Moving right along here, in other news today, I’m learning how to hobble and getting really good at it. I woke up this morning with my left calf sore as a boil and have no idea why, but I’m limping real good because of it. That’s the problem with an aging body. My brain is doing fine but the rest of the 82 year old me isn’t. I have COPD, from asbestos and other pollutants, and I already run out of breath pretty quick just walking up a gentle hill. I bought one of those doodads you put on your finger that reads your blood oxygen, and mine is 95 on a good day. 100 is normal. Yesterday it hit 89 and started flashing at me, because that’s a danger zone. If your blood oxygen level goes down too much, your heart beats faster to pump more blood to make up for it, and that can cause a heart attack. I may be a candidate for one of those oxygen generators that you see on peoples hips, with a little tube ending in a nose clip, before long.

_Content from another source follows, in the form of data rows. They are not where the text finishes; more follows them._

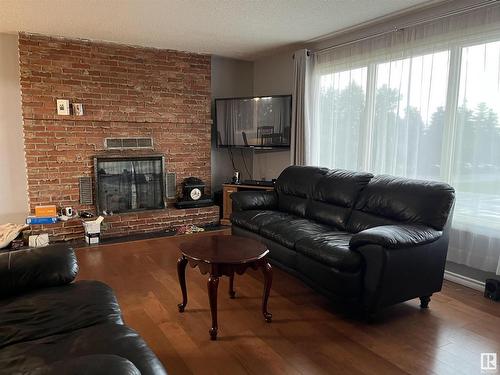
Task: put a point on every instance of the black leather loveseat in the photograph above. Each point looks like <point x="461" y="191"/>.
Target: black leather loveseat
<point x="51" y="325"/>
<point x="375" y="241"/>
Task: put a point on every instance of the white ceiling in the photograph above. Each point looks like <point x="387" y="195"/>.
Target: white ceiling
<point x="244" y="29"/>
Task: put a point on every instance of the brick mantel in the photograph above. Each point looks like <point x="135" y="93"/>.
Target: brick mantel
<point x="126" y="92"/>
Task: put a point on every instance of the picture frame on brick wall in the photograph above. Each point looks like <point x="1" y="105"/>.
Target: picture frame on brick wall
<point x="63" y="107"/>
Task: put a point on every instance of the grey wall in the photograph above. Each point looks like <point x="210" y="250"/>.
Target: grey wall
<point x="13" y="185"/>
<point x="230" y="78"/>
<point x="273" y="75"/>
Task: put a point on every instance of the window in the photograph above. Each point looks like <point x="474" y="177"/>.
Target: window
<point x="476" y="161"/>
<point x="409" y="117"/>
<point x="341" y="107"/>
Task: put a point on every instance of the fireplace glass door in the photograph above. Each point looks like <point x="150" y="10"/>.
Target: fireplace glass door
<point x="129" y="184"/>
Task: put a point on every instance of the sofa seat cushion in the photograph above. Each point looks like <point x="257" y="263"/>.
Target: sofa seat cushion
<point x="332" y="250"/>
<point x="101" y="339"/>
<point x="49" y="311"/>
<point x="254" y="220"/>
<point x="288" y="232"/>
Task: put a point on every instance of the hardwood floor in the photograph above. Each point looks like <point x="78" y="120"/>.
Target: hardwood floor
<point x="307" y="335"/>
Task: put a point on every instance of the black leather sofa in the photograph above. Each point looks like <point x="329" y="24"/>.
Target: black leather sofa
<point x="369" y="240"/>
<point x="52" y="325"/>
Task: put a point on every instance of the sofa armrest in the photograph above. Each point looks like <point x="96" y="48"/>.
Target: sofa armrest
<point x="395" y="236"/>
<point x="28" y="269"/>
<point x="254" y="200"/>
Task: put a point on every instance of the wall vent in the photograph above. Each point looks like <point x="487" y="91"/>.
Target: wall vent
<point x="128" y="143"/>
<point x="86" y="190"/>
<point x="171" y="189"/>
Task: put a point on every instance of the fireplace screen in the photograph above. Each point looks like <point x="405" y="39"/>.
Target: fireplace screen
<point x="126" y="184"/>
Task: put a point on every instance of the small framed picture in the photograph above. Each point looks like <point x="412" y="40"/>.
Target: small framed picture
<point x="78" y="109"/>
<point x="63" y="107"/>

Then there’s all the gassing up that’s been going on, belching, farting and tap dancing like a true Tralfamadorian, along with tremors starting to develop in both arms, and my right eye is going south. So with all that going on, I’ve had to admit the truth, that my plan to live forever may have to be put on hold or even abandoned.

That would be a shame because I was really looking forward to seeing human colonies on the Moon, Mars and the La Grange points in space and that may not happen. Of course, if it does and I miss it, I won’t care. Hard to care, when you’re not there.